И Горн понял это. Он усмехнулся – в его глазах опять забегали веселые бесенята. Чародей не стал ломать волю Весны. Вместо этого он зашептал какие-то слова. Би Рослан напряг слух, но бесполезно. Заклятие словно растворялось в широком рукаве поднесенном ко рту Горна. Чародей повернулся в тот угол, где древние камни не были осквернены кровью его защитников. Холодный воздух в этом месте задрожал, и перед ошеломленной Весной с волшебным мечом в руках предстал… Свет!
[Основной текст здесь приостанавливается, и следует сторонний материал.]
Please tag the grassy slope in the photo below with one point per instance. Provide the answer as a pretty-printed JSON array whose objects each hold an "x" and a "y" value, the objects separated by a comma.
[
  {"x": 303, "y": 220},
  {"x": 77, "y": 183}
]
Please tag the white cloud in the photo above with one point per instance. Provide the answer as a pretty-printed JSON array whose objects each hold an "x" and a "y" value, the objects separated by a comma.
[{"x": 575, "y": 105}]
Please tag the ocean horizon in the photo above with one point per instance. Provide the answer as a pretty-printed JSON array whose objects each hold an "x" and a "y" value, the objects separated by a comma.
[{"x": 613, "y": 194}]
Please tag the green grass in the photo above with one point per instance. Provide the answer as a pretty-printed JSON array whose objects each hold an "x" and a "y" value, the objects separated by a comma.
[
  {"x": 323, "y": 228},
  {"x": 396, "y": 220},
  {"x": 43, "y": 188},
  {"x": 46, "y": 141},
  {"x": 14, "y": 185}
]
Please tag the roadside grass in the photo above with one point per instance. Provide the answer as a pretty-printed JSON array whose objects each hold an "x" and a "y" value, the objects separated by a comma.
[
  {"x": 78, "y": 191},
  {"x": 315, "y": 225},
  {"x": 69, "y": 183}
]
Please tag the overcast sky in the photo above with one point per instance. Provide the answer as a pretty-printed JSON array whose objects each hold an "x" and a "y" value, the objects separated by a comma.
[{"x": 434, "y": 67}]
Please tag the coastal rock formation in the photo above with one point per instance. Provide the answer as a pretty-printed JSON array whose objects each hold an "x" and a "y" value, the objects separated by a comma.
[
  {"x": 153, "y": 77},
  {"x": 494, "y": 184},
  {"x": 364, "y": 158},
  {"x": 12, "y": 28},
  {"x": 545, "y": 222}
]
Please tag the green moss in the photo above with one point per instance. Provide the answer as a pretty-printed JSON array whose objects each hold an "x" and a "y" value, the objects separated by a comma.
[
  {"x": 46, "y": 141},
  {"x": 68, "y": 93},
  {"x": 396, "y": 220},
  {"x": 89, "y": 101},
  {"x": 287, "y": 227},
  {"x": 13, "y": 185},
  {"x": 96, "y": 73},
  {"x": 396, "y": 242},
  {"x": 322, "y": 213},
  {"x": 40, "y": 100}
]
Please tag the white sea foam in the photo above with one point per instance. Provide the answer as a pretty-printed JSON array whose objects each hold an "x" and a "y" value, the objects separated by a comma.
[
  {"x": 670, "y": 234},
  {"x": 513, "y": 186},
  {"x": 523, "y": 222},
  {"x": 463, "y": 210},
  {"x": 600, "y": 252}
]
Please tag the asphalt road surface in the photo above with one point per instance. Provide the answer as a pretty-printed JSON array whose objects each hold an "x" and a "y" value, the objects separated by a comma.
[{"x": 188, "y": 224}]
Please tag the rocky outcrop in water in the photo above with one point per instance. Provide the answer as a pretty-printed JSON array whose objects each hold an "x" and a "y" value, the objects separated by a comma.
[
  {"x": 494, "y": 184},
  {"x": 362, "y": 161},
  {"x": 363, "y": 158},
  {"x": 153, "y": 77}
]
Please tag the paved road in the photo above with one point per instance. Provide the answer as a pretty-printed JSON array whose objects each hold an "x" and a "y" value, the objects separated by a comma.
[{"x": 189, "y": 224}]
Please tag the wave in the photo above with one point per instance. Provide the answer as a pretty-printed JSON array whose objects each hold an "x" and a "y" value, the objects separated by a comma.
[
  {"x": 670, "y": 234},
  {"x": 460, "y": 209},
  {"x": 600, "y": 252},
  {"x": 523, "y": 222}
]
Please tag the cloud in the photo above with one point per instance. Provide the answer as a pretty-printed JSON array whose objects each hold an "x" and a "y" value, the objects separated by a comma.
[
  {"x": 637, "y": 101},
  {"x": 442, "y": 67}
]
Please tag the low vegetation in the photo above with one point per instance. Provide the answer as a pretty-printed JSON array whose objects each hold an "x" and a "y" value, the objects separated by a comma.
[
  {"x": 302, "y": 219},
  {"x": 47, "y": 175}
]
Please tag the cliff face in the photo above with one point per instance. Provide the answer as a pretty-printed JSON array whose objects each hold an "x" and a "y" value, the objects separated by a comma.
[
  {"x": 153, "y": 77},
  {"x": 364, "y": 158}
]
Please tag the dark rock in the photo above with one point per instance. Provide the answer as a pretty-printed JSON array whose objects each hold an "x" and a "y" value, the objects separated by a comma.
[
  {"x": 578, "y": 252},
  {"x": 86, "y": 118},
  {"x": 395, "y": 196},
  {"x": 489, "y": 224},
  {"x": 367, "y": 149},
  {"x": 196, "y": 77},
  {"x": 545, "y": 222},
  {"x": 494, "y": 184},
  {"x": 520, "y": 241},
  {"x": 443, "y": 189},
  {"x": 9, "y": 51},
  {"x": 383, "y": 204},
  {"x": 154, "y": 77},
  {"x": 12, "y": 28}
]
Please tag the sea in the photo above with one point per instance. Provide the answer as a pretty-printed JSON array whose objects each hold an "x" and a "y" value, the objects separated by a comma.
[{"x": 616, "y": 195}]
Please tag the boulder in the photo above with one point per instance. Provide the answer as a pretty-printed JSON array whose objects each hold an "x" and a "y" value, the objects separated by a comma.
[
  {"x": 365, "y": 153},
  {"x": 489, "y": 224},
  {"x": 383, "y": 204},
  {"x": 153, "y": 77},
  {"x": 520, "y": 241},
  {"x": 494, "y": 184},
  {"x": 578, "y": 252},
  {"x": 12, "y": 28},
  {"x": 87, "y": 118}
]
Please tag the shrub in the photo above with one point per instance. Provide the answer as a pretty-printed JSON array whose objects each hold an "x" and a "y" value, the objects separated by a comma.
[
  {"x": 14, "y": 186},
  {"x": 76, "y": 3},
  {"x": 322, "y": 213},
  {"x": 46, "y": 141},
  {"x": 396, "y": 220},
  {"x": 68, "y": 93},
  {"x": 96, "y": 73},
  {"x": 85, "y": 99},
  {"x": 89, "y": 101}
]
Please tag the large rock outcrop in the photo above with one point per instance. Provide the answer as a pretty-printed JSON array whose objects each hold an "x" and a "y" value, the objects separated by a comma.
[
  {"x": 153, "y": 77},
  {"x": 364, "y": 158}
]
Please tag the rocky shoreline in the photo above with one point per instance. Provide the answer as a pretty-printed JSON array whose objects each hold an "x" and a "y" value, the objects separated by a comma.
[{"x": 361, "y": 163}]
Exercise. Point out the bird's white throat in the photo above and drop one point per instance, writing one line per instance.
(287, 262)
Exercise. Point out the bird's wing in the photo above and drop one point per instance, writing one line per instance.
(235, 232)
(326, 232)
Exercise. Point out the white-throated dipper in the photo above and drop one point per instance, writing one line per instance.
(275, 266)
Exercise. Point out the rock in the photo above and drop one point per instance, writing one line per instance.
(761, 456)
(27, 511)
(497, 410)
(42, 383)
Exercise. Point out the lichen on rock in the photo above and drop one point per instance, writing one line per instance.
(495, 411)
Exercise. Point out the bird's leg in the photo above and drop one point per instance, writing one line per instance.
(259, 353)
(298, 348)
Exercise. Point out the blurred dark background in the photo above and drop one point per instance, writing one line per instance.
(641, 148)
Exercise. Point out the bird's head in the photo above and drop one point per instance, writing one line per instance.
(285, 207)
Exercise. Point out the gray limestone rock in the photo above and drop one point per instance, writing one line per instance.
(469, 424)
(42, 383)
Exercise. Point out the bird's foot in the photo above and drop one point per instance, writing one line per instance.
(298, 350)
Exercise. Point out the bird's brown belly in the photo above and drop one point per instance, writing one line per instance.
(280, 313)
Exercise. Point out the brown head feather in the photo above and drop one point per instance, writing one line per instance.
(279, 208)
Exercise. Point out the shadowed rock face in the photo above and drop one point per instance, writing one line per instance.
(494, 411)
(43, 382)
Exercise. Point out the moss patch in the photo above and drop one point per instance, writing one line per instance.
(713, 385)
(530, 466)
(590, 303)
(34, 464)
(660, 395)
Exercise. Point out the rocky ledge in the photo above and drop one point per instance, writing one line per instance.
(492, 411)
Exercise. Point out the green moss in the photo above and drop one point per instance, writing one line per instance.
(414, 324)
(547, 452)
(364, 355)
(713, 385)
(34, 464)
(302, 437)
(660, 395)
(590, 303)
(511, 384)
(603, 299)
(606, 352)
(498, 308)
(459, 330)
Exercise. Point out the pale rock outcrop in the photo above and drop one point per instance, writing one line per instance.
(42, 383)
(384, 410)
Глава 5. Волшебная сила электрического тока
Первым благодаря воскрешающему прикосновения Света очнулся Михаил. Он сел и оглянулся. Почти одновременно с ним открыли глаза Мыльников и Кондурова. Анюта встала и пошатываясь побрела к комиссару. Охотник подивился такому внимательному отношению девушки к человеку, к которому она явно питала антипатию. Или тут сыграл свою роль профессиональный долг?
Она машинально сняла с пояса анализатор, задумчиво повертела его и опустила за ремешок на землю рядом с лежащим без сознания Бонго.
– Что это было? – спросил Суриков.
Свет – единственный, кто мог дать исчерпывающий ответ – конечно не понял его. Однако звук командирского голоса вернул к жизни комиссара. Он тяжело сел и помотал головой, разгоняя тяжелый туман. Потом сплюнул себе на ладонь. В кровавом сгустке лежали два зуба. Чемпион тупо уставился на них, словно не мог поверить, что кто-то мог совершить с ним такое. Воспоминания разом вернулись в его курчавую голову, и он резко повернул ее к охотнику, не сдержав болезненного стона. Распухшие губы полицейского сложились в угрожающую гримасу; казалось он сейчас бросится на охотника. Суриков напряг тело, готовясь вклиниться между противниками.
Однако Свету не было никакого дела до Бонго. Как и его псу, кстати, который совсем рядом разинул свою страшную пасть в долгом зевке. Его острые зубы, или наклонившийся к нему Свет заставили комиссара шарахнуться в сторону. А охотнику действительно не было никакого дело до побитого полицейского. Он поднял к глазам анализатор. Свет уже понял, что эта компактная сумочка с красным крестом на боку не зря появляется, лишь только проливается кровь. И коль скоро девушка оставила его без присмотра, он решил полюбопытствовать.
И не зря! Лишь только прибор оказался в ладонях охотника, на панели загорелся маленький зеленый индикатор, показывающий, что прибор готов к работе. Земляне подскочили к Свету, издавая удивленные возгласы, опять не понятые им. Однако они не сразу разглядели то, что сразу отметил остроглазый охотник. Огонек на панели разгорался тем ярче, чем ближе он был к шлему. К шлему, в котором – не забыл Свет – каким-то образом поместилась чудовищная энергия молнии. Именно она, небезосновательно подозревал молодой охотник, и позволяла ему путешествовать по пустыне вполне комфортно. А когда прибор коснулся снятого с головы шлема, огонек разгорелся так ярко, что осветил руку охотника даже в яркий полдень.